Alejandro Correa

Personal information
- Full name: Alejandro Adrián Correa Rodríguez
- Date of birth: October 26, 1979 (age 45)
- Place of birth: Montevideo, Uruguay
- Height: 1.83 m (6 ft 0 in)
- Position(s): Midfielder

Youth career
- 1999: Nacional

Senior career*
- Years: Team / Apps / (Gls)
- 2000: Maldonado
- 2000–2004: Brescia / 12 / (0)
- 2002: → Fermana (loan) / 7 / (0)
- 2004: → Martina (loan) / 14 / (2)
- 2004: Peñarol
- 2005: Central Español
- 2006: Tacuarembó
- 2007–2008: Cerrito
- 2009: Rocha
- 2009: Cerro Largo
- 2010: Glória
- 2010: → Hercílio Luz (loan)
- 2011: Santa Cruz
- 2011: Glória
- 2011–: Hercílio Luz

International career
- 1999: Uruguay U20

= Alejandro Correa =

Uruguayan footballer (born 1979)

Alejandro Adrián Correa Rodríguez (born 26 October 1979 in Montevideo) is a former Uruguayan footballer. He last played as a midfielder for Brazilian side São Luiz.
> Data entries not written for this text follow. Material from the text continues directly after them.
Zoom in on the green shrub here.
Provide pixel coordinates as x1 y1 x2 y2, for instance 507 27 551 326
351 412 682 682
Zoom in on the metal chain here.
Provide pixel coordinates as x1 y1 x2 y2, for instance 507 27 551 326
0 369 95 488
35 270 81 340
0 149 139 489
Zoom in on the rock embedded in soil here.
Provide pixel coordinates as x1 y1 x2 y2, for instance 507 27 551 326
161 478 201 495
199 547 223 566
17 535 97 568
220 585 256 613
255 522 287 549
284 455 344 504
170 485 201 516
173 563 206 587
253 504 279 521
After his club career in Italy, he moved back to his home-country, and played for Peñarol, scoring in the 2005 Copa Libertadores. He later also played for Tacuarembó in the 2006 Apertura, and for Cerrito in the 2007 Clausura.

At international level, he was capped for the Uruguay U20 team at 1999 FIFA World Youth Championship.